SparkToro’s data is powered by aggregated clickstream behavior, providing a window into real browsing patterns. Combined with tools like UserTesting—which let you observe users interacting with your site or product—marketers can get a full picture of what customers do, not just what they say.
The real reason SparkToro's relaunch succeeded
Rand and his co-founder Casey didn’t just guess what features to add—they let customer behavior guide them.
Asia’s research revealed a surprising trend: many SparkToro users weren’t just finding media outlets or social influencers—they were using SparkToro to build internal pitches. Marketing teams needed visual, easy-to-share audience insights to convince their bosses and stakeholders.
The team responded by making SparkToro more “screenshotable,” prioritizing graphs, charts, and clear visual storytelling. They also added natural language audience queries so users could describe their audience conversationally—like they would to a colleague.
The results were impressive.
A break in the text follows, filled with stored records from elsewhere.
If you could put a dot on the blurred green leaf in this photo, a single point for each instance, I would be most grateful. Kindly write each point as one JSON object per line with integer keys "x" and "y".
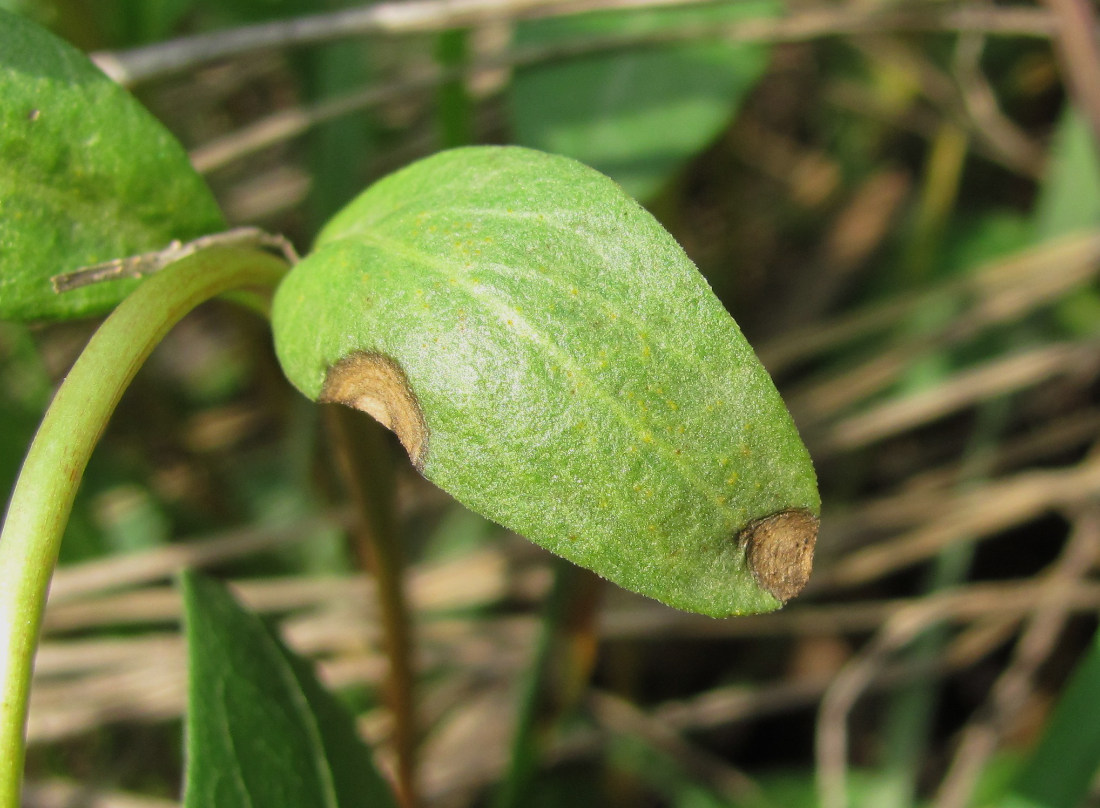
{"x": 261, "y": 730}
{"x": 639, "y": 115}
{"x": 1064, "y": 765}
{"x": 1069, "y": 197}
{"x": 549, "y": 355}
{"x": 86, "y": 175}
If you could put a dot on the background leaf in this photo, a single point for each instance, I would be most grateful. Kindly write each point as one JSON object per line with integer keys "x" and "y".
{"x": 86, "y": 175}
{"x": 636, "y": 117}
{"x": 261, "y": 729}
{"x": 578, "y": 379}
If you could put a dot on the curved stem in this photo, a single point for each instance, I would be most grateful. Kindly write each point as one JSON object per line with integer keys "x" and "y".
{"x": 43, "y": 496}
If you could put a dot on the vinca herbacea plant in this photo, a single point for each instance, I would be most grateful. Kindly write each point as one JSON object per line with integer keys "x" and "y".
{"x": 540, "y": 345}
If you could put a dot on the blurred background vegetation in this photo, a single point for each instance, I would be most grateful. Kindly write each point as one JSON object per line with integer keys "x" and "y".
{"x": 900, "y": 203}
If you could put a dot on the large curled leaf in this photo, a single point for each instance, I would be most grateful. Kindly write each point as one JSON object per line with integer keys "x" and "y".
{"x": 86, "y": 175}
{"x": 636, "y": 115}
{"x": 549, "y": 355}
{"x": 261, "y": 729}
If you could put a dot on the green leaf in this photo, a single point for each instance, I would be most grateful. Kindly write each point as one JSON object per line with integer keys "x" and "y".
{"x": 261, "y": 730}
{"x": 1064, "y": 765}
{"x": 549, "y": 355}
{"x": 86, "y": 175}
{"x": 635, "y": 115}
{"x": 1069, "y": 198}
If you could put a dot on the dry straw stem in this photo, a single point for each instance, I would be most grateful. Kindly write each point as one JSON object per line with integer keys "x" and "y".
{"x": 967, "y": 388}
{"x": 143, "y": 64}
{"x": 1015, "y": 685}
{"x": 969, "y": 517}
{"x": 81, "y": 684}
{"x": 289, "y": 123}
{"x": 618, "y": 717}
{"x": 1047, "y": 613}
{"x": 999, "y": 291}
{"x": 1079, "y": 54}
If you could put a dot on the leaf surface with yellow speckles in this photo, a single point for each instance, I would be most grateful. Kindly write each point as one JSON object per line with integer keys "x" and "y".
{"x": 551, "y": 357}
{"x": 87, "y": 175}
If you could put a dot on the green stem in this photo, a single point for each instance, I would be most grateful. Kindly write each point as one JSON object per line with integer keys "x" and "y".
{"x": 51, "y": 475}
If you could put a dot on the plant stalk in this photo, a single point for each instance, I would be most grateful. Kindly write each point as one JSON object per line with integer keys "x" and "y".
{"x": 43, "y": 496}
{"x": 363, "y": 461}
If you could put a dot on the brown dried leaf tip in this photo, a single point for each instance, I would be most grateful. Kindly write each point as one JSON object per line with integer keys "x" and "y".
{"x": 377, "y": 386}
{"x": 780, "y": 551}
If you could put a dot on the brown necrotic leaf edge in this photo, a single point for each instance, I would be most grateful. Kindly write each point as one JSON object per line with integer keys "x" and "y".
{"x": 376, "y": 385}
{"x": 780, "y": 551}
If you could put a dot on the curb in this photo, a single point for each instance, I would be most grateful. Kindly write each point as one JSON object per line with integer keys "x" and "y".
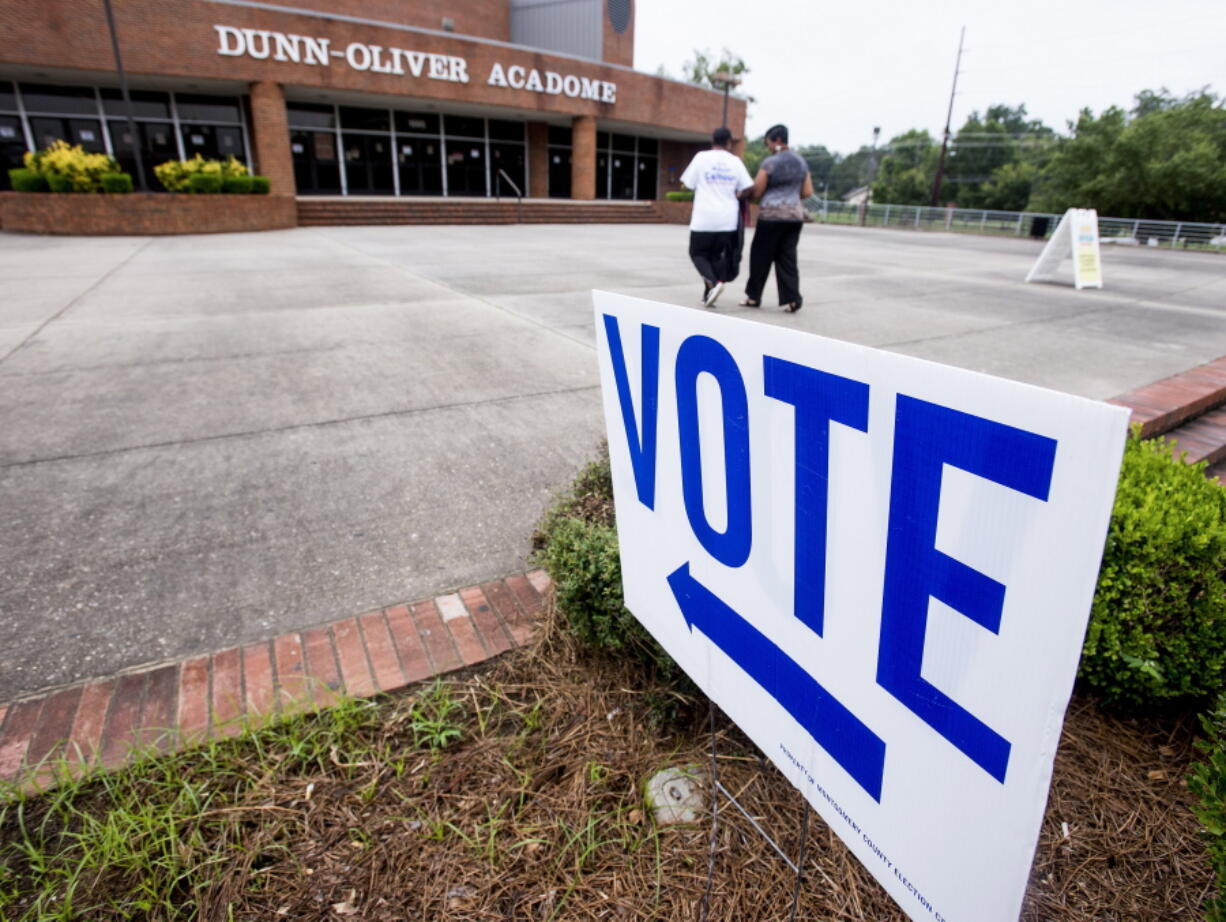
{"x": 103, "y": 722}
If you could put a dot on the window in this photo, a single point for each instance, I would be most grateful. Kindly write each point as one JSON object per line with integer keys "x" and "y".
{"x": 146, "y": 104}
{"x": 70, "y": 101}
{"x": 207, "y": 108}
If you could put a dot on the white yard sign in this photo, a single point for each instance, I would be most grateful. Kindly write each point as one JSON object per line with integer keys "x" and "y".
{"x": 878, "y": 567}
{"x": 1077, "y": 236}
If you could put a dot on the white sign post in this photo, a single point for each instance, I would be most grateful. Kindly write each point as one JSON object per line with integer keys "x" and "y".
{"x": 878, "y": 567}
{"x": 1077, "y": 236}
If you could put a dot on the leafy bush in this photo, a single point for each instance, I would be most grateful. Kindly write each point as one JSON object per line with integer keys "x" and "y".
{"x": 69, "y": 168}
{"x": 175, "y": 175}
{"x": 576, "y": 543}
{"x": 117, "y": 183}
{"x": 238, "y": 185}
{"x": 204, "y": 184}
{"x": 27, "y": 180}
{"x": 1157, "y": 627}
{"x": 1208, "y": 781}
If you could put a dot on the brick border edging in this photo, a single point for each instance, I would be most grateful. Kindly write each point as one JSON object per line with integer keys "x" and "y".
{"x": 104, "y": 721}
{"x": 1172, "y": 401}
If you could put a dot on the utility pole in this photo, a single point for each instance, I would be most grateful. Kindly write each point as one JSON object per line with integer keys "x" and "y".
{"x": 128, "y": 98}
{"x": 872, "y": 175}
{"x": 949, "y": 115}
{"x": 727, "y": 80}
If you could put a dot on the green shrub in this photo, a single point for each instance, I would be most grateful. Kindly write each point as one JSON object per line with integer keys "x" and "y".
{"x": 175, "y": 175}
{"x": 1208, "y": 782}
{"x": 204, "y": 184}
{"x": 117, "y": 183}
{"x": 238, "y": 185}
{"x": 27, "y": 180}
{"x": 1157, "y": 627}
{"x": 70, "y": 168}
{"x": 576, "y": 543}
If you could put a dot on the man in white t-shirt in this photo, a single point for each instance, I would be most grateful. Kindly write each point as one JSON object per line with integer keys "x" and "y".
{"x": 716, "y": 177}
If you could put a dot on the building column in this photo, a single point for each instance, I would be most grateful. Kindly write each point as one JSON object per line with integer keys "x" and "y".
{"x": 582, "y": 158}
{"x": 270, "y": 137}
{"x": 538, "y": 160}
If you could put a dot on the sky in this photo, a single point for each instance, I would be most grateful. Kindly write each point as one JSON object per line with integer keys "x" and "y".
{"x": 834, "y": 71}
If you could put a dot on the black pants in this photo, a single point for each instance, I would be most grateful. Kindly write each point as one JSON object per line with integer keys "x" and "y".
{"x": 775, "y": 244}
{"x": 714, "y": 255}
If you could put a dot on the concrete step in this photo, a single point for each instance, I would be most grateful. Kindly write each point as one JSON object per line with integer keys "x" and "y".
{"x": 407, "y": 211}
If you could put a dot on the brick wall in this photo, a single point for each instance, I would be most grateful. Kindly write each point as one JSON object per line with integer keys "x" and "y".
{"x": 145, "y": 213}
{"x": 484, "y": 19}
{"x": 270, "y": 137}
{"x": 175, "y": 38}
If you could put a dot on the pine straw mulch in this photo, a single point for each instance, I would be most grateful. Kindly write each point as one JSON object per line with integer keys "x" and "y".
{"x": 537, "y": 813}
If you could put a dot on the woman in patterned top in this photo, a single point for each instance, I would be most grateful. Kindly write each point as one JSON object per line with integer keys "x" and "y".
{"x": 781, "y": 183}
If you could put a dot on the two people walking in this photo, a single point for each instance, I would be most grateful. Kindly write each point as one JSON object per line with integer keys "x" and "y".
{"x": 721, "y": 188}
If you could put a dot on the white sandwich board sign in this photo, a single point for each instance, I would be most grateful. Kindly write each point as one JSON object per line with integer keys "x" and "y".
{"x": 878, "y": 567}
{"x": 1077, "y": 236}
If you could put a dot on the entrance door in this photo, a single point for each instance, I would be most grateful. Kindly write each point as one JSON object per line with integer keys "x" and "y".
{"x": 213, "y": 142}
{"x": 12, "y": 147}
{"x": 368, "y": 164}
{"x": 466, "y": 167}
{"x": 157, "y": 146}
{"x": 421, "y": 172}
{"x": 86, "y": 133}
{"x": 316, "y": 167}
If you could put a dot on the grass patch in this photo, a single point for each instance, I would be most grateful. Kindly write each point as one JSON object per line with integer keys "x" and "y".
{"x": 514, "y": 792}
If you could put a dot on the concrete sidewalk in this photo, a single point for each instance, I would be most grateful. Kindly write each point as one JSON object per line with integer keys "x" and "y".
{"x": 210, "y": 441}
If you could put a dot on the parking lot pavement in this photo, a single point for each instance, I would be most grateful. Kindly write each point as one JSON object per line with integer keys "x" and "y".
{"x": 211, "y": 440}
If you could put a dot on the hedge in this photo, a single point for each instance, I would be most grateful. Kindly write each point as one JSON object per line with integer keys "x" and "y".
{"x": 1208, "y": 782}
{"x": 1157, "y": 624}
{"x": 1157, "y": 627}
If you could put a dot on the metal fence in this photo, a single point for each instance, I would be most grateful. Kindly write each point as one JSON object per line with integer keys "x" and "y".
{"x": 1016, "y": 223}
SparkToro saw its highest growth in years—not through more ads, but by solving the right problems for its users.

Final thoughts: empathy is the new growth strategy
Rand’s perspective isn’t about throwing away marketing fundamentals—it’s about evolving them. As platforms tighten control and data dries up, human insight, behavioral research, and empathy are the keys to staying relevant and impactful.
Whether you're a content marketer watching your traffic drop or a product leader trying to prioritize features, the lesson is clear: stop guessing. Start listening.
And as Rand reminded us with a nod to both strategy and heart, “Empathy is the most powerful tool we have in building and marketing anything.”